- Theatrical release poster
- Directed by: Jack Raymond
- Written by: W. P. Lipscomb Maclean Rogers
- Based on: Mischief by Ben Travers
- Produced by: Herbert Wilcox
- Starring: Ralph Lynn Winifred Shotter Jeanne Stuart
- Cinematography: Freddie Young
- Production company: British and Dominions
- Distributed by: Woolf and Freedman
- Release date: 15 December 1931;
- Running time: 67 minutes
- Country: United Kingdom
- Language: English

= Mischief (1931 film) =

1931 film

Mischief is a 1931 British comedy film directed by Jack Raymond and starring Ralph Lynn, Winifred Shotter and Jeanne Stuart. It was written by W. P. Lipscomb and Maclean Rogers based on the 1928 farce Mischief by Ben Travers, and shot at the Elstree Studios near London.

==Plot==
When financier Reginald Bingham leaves on a business trip to Paris, normally devoted wife Eleanor leaves for a cottage with a secret boy friend. The couple are followed by friends of her husband, who attempt to hinder the affair. However, Reginald is also tempted by a fling with an old friend in Paris.

==Cast==
- Ralph Lynn as Arthur Gordon
- Winifred Shotter as Diana Birkett
- Jeanne Stuart as Eleanor Bingham
- James Carew as Reginald Bingham
- Jack Hobbs as Tom Birkett
- Maud Gill as Louise Piper
- Kenneth Kove as Bertie Pitts
- Louie Emery as Mrs. Easy
- A. Bromley Davenport
- Andreas Malandrinos

==Critical reception==

Picturegoer wrote: "A real riot of fun, excellently put over, and acted with a wealth of bright 'gags,' plenty of movement, and excellent settings of cabarets and English countryside. ... The whole picture is leavened with a spice of daring, which is as amusing as it is innocuous."

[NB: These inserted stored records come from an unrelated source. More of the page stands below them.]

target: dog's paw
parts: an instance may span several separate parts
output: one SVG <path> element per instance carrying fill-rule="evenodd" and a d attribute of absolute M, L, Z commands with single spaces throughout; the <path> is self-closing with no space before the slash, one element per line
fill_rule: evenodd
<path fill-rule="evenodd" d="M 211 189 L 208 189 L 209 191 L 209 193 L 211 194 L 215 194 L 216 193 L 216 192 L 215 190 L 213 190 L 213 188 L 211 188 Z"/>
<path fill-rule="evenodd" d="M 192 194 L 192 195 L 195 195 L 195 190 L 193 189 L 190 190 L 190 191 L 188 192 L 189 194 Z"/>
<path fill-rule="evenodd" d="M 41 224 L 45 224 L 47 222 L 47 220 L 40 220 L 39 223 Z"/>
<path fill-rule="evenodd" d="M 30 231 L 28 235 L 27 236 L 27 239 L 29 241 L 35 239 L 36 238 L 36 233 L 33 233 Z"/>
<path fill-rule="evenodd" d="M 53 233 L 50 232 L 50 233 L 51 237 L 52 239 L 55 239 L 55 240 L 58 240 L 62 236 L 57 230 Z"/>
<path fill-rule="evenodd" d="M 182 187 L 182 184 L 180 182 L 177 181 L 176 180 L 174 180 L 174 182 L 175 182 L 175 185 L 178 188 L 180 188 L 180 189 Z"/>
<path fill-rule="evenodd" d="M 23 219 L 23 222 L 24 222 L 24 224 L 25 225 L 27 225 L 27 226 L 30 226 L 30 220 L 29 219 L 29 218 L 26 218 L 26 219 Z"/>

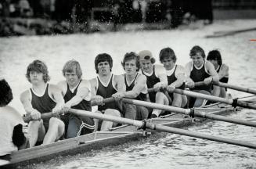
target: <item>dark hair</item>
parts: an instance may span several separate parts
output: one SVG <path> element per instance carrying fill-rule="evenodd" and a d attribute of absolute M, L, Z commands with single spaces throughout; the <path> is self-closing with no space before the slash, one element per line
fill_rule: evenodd
<path fill-rule="evenodd" d="M 13 99 L 12 88 L 5 79 L 0 81 L 0 106 L 5 106 Z"/>
<path fill-rule="evenodd" d="M 50 81 L 50 77 L 49 76 L 48 68 L 45 63 L 41 60 L 36 59 L 30 63 L 27 69 L 26 77 L 29 82 L 31 82 L 30 77 L 30 73 L 31 71 L 35 71 L 37 73 L 43 74 L 43 80 L 46 83 Z"/>
<path fill-rule="evenodd" d="M 128 60 L 132 60 L 132 59 L 135 59 L 135 63 L 136 63 L 136 71 L 139 71 L 139 56 L 135 53 L 135 52 L 127 52 L 125 53 L 123 61 L 121 63 L 123 66 L 123 68 L 124 70 L 124 65 L 125 63 Z"/>
<path fill-rule="evenodd" d="M 205 58 L 204 50 L 199 45 L 195 45 L 191 49 L 189 56 L 190 56 L 190 57 L 192 57 L 193 56 L 196 56 L 197 53 L 198 53 L 198 52 L 201 53 L 201 56 L 204 59 Z"/>
<path fill-rule="evenodd" d="M 97 55 L 97 56 L 96 57 L 96 59 L 94 60 L 94 66 L 95 66 L 95 69 L 96 70 L 96 74 L 99 74 L 99 70 L 98 70 L 99 63 L 105 62 L 105 61 L 109 63 L 110 67 L 110 71 L 112 71 L 112 67 L 113 67 L 112 57 L 107 53 L 100 53 L 100 54 Z"/>
<path fill-rule="evenodd" d="M 171 48 L 164 48 L 160 51 L 159 59 L 162 63 L 165 58 L 171 58 L 174 63 L 176 62 L 177 57 L 175 52 Z"/>
<path fill-rule="evenodd" d="M 207 60 L 217 60 L 218 65 L 222 64 L 222 55 L 218 50 L 210 51 L 207 55 Z"/>
<path fill-rule="evenodd" d="M 62 70 L 63 76 L 65 76 L 66 72 L 72 73 L 74 71 L 76 72 L 76 74 L 78 75 L 78 78 L 81 78 L 82 75 L 81 69 L 79 63 L 75 59 L 67 61 Z"/>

Film Weekly wrote: "Many of the [...] gags are familiar, and the lines are smart rather than clever, but they are put over so slickly, and with such a keen sense of humour, that they can hardly fail to amuse."

TV Guide wrote, "This British farce is a nice combination of slapstick and verbal comedy ...An above-average production for British features of this period."